Kenya. Exports are possible, but no trade has occurred. MPI and the kiwifruit industry have confirmed that access is open provided original copies of the import permit and phytosanitary certificate are presented at import. No kiwifruit has yet been exported to Kenya, and there are no plans for the immediate future.

Mexico. Occasional detections of Fuller’s rose weevil result in fumigation. Fuller’s rose weevil is categorised as a quarantine pest even though records show that it is present in Mexico. Mexico has stated that the only sightings were a number of years ago, and no further sightings have occurred.

Panama. Access is now open. MPI and the kiwifruit industry worked on phytosanitary requirements for this market. While no Importing Country’s Phytosanitary Requirements (ICPR) are maintained for Panama, access is open from the 2020 season, and shipments are likely to start in season 2021.

Peru. A potential new market. A market access package was submitted to Peru in 2017/18 to support a new access request, and discussions continue.

Philippines. Access continues but is restricted. In 2019 Philippine authorities reduced the validity of import permits to only 20 days (from 60 days). This is not aligned with the industry’s supply chain order lead times and is interpreted as a technical barrier to trade.

South Korea. Regulations on residue testing upon arrival are significant. These are exacerbated by frequent MRL revisions, which mean each supplier or post-harvest operator needs to be re-tested with each change.

Thailand. A challenging market to supply. Its revised import conditions, which were implemented in October 2015, appear simple on paper but verification is difficult. In particular, they require an Integrated Fruit Production (IFP) system for controlling the actionable pests on each orchard. IFP systems are not designed to prove control measures, but Thailand requires this.

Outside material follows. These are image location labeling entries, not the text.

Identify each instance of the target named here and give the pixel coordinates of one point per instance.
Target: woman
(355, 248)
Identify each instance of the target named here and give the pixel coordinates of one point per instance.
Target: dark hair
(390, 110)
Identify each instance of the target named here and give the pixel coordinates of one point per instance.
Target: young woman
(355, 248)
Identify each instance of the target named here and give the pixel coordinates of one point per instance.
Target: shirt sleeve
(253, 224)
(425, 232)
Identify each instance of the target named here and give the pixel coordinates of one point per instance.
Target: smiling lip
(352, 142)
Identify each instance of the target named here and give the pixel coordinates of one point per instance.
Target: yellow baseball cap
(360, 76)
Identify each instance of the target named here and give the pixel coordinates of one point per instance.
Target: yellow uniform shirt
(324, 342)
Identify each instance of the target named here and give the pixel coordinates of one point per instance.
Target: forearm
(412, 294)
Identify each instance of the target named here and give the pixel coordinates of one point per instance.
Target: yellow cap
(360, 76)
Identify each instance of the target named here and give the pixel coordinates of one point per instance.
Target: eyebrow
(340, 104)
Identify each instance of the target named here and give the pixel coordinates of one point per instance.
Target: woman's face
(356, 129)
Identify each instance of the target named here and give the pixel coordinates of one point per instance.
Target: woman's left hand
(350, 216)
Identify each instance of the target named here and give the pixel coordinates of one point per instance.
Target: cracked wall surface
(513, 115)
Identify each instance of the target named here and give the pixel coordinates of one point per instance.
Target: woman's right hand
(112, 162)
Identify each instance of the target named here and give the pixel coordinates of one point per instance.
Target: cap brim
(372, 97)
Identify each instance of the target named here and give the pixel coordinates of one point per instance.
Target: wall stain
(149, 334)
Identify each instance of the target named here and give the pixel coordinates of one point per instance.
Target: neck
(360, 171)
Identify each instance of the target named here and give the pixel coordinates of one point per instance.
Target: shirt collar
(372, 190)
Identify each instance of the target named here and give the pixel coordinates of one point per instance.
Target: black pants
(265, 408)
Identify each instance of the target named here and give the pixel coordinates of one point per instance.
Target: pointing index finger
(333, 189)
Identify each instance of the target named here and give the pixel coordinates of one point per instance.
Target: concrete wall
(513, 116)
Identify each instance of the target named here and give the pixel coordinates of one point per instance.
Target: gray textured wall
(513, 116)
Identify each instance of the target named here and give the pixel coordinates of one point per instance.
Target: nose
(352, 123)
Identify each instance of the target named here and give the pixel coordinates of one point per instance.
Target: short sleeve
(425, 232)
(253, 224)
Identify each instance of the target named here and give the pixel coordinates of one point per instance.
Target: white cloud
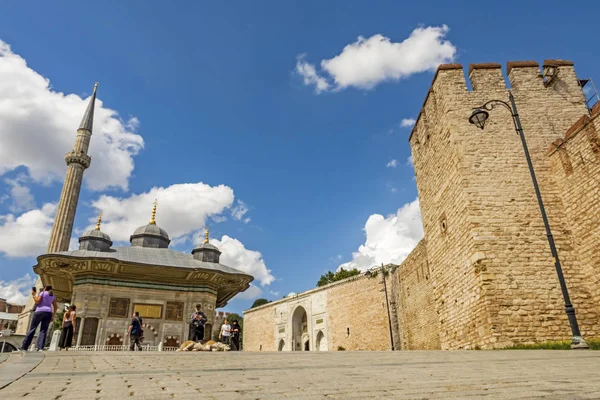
(182, 209)
(309, 75)
(392, 164)
(236, 255)
(26, 235)
(22, 199)
(31, 112)
(249, 294)
(388, 239)
(239, 210)
(366, 63)
(407, 122)
(18, 290)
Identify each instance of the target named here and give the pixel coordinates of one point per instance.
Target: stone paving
(336, 375)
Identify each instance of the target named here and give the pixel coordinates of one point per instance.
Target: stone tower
(492, 272)
(77, 162)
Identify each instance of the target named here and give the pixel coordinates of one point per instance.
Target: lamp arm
(492, 103)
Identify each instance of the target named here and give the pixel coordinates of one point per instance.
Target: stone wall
(259, 329)
(357, 315)
(493, 275)
(93, 301)
(576, 165)
(417, 317)
(351, 314)
(484, 275)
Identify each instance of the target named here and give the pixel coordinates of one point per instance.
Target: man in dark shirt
(197, 334)
(197, 328)
(135, 331)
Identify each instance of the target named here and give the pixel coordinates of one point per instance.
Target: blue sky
(216, 96)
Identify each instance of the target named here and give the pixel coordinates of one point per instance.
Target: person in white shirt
(225, 332)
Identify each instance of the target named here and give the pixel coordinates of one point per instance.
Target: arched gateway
(300, 338)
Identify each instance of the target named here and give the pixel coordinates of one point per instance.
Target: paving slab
(534, 374)
(17, 365)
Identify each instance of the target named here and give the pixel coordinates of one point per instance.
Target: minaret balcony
(78, 158)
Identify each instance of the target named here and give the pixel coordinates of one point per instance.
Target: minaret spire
(153, 219)
(77, 162)
(87, 122)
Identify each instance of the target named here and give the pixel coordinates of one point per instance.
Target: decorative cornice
(141, 285)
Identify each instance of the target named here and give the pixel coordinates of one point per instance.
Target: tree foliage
(331, 277)
(259, 302)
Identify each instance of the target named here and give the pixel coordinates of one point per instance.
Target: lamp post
(478, 118)
(387, 304)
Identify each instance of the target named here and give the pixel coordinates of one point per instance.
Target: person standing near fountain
(44, 314)
(68, 327)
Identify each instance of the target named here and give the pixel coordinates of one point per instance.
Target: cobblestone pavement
(336, 375)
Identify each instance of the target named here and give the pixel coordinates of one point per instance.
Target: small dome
(95, 240)
(150, 236)
(207, 252)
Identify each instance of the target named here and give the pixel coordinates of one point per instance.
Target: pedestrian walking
(199, 332)
(44, 314)
(197, 328)
(68, 327)
(135, 332)
(236, 330)
(225, 332)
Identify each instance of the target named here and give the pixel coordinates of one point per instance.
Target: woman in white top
(68, 326)
(225, 332)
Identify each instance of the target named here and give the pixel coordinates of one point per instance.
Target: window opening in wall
(590, 93)
(443, 224)
(174, 311)
(119, 307)
(148, 310)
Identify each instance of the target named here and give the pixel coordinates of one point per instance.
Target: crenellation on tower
(486, 76)
(478, 205)
(524, 75)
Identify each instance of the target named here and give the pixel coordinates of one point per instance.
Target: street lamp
(478, 118)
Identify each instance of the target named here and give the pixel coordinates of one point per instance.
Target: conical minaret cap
(88, 118)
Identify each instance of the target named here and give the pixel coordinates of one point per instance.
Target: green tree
(232, 317)
(259, 302)
(331, 277)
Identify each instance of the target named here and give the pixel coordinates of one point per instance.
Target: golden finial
(152, 221)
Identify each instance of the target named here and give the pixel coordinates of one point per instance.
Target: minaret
(77, 162)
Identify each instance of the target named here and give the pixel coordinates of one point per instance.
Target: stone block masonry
(483, 276)
(494, 281)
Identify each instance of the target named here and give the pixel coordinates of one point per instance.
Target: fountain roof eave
(162, 265)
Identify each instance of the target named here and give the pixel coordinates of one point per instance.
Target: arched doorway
(150, 335)
(90, 327)
(321, 342)
(300, 330)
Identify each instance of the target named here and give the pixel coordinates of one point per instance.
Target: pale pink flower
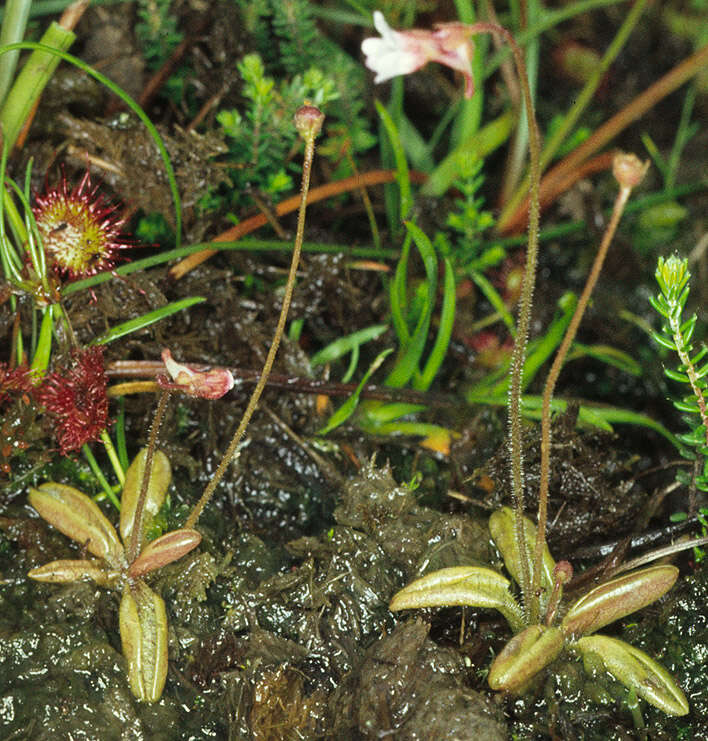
(211, 384)
(402, 52)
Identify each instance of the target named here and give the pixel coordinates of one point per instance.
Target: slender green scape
(308, 121)
(676, 335)
(538, 641)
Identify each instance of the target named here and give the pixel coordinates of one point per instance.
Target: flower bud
(628, 169)
(308, 121)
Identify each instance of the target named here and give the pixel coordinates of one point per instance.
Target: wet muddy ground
(279, 621)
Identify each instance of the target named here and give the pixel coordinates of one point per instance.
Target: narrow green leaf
(636, 671)
(79, 518)
(617, 598)
(402, 174)
(501, 526)
(160, 477)
(524, 656)
(69, 570)
(344, 345)
(663, 341)
(471, 586)
(347, 409)
(442, 341)
(133, 325)
(143, 634)
(163, 550)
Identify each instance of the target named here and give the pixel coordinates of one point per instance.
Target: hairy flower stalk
(308, 121)
(444, 45)
(628, 172)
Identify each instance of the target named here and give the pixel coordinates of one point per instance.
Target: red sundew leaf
(80, 230)
(77, 401)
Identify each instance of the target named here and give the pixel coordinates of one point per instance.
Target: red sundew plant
(14, 381)
(76, 400)
(80, 231)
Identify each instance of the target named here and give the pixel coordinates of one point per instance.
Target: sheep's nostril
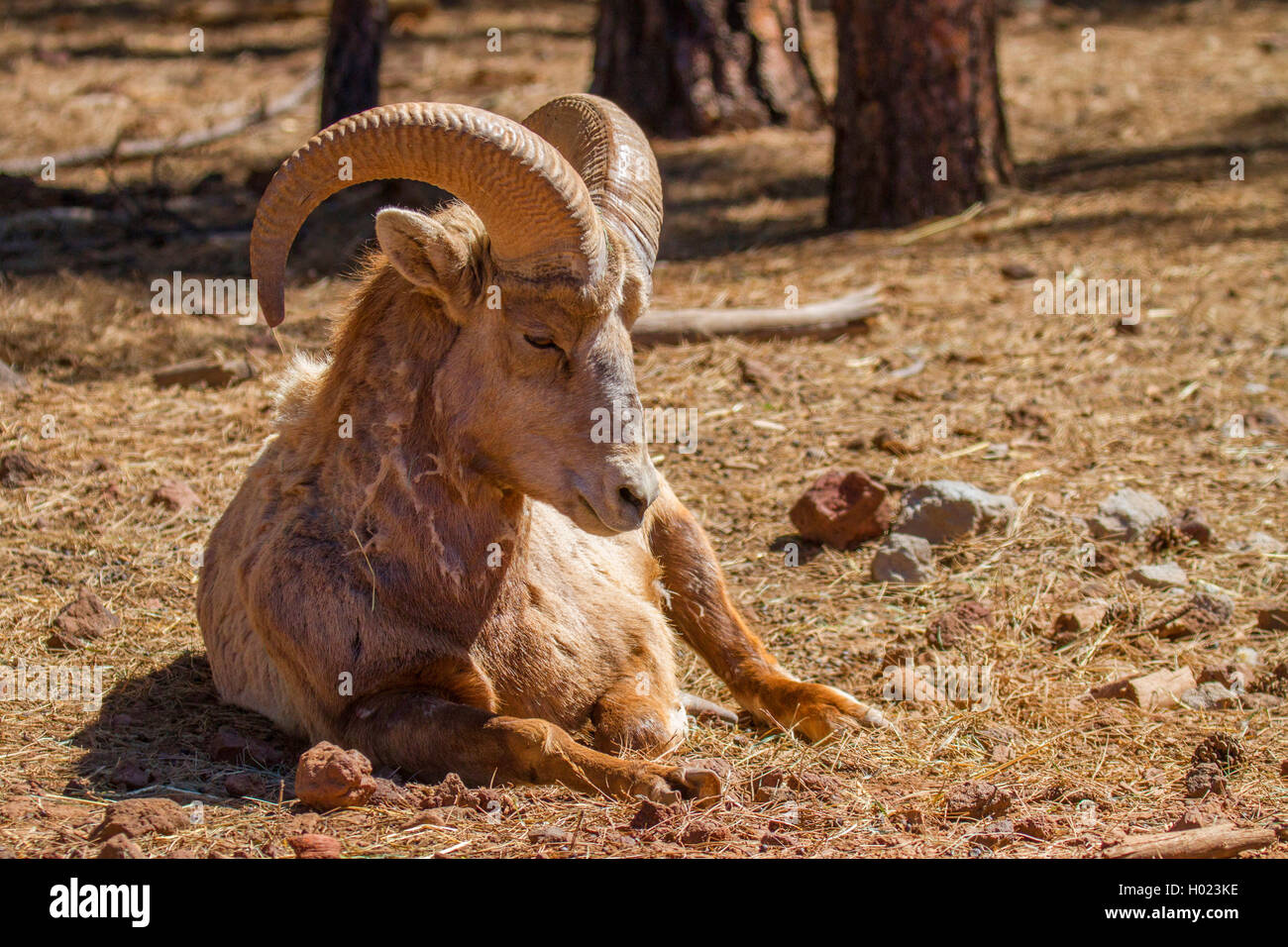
(631, 499)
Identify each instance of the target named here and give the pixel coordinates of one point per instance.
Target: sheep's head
(544, 266)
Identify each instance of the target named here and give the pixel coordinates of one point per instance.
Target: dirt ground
(1125, 172)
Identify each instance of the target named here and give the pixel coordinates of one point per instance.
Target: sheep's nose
(638, 493)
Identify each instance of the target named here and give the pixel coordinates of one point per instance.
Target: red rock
(314, 845)
(842, 509)
(329, 777)
(81, 620)
(176, 495)
(978, 799)
(651, 814)
(702, 832)
(136, 817)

Updated labelling requirements in 2018 require pallets to be identified with shipping marks. Thailand introduced rapid residue testing requirements at the border from August 2020. All imported produce is categorised based on compliance history: very high risk, high risk or low risk. Kiwifruit is currently part of the low risk group, which means random rapid testing applies on arrival unless a certificate of analysis is presented at import. If any shipment is found to be non-compliant, the exporter/commodity combination will be re-categorised as ‘very high risk’ and future shipments will be tested for non-compliant pesticide (at the importer's cost). Shipments are generally held at the border until the test results are available.

Labelling

There are international guidelines for labelling, but South Korea, Brazil, India, Indonesia, Malaysia, Qatar, Russia, Saudi Arabia, Vietnam and Argentina all require additional labelling to be applied before export.

 

SPS market access barriers - kiwiberries

China. Access stopped. In 2016 China reviewed the list of crops permitted entry to China and added the scientific names associated with the importable commodities. Kiwiberry had previously been classed as 'kiwifruit' because of its inclusion in the Actinidia genus and had entered on this basis for several years. However, in the review China considered that Actinidia arguta was not part of the kiwifruit group so kiwiberry was excluded from the list of permitted crops. China has requested that New Zealand agree to develop an import protocol for kiwiberry and kiwifruit to China. The protocol is in line with other import protocols that China has developed for new market access requests.